WFP clarifies its position on ‘inedible’ food

KATHMANDU, July 16

The World Food Programme has claimed that it never distributed inedible and substandard food to earthquake victims in Nepal.

In a reply to a parliamentary sub-committee’s report, the UN food agency stated that some pulses and rice procured through local suppliers turned out to be low quality, but 'they were not not distributed to quake victims'.

The WFP responded on the panel’s report through the Ministry of Foreign Affairs yesterday.
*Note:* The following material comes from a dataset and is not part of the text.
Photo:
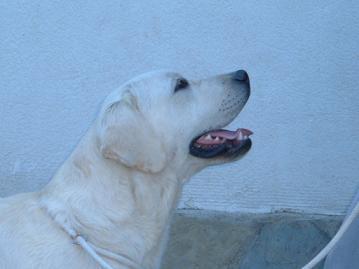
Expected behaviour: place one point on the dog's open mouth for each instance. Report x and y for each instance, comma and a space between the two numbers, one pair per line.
221, 142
Attaching the House panel’s report, MoFA had asked the WFP to clarify on the matter.

According to Acting Foreign Secretary Shankar Das Bairagi, the WFP, in its response, has stated that inedible rice found in Kavre and Gorkha as well as substandard pulses found in Nepalgunj were segregated for the replacement. “The WFP has also mentioned that action has been taken against at least one contractor that had supplied the items,” Biaragi told THT.

Nevertheless, the parliamentary sub-panel under the National Disaster Management Monitoring and Direction Special Committee, based on its field visits in various godowns of the WFP, had concluded that rice and pulses procured and even distributed by the WFP in certain quake-hit districts, including Kavre and Gorkha, were ‘unfit for human consumption’.

Test conducted by Nepal’s Food Technology and Quality Control Department had also found some rice distributed by WFP in Kavre and pulses kept at WFP warehouse in Nepalgunj inedible.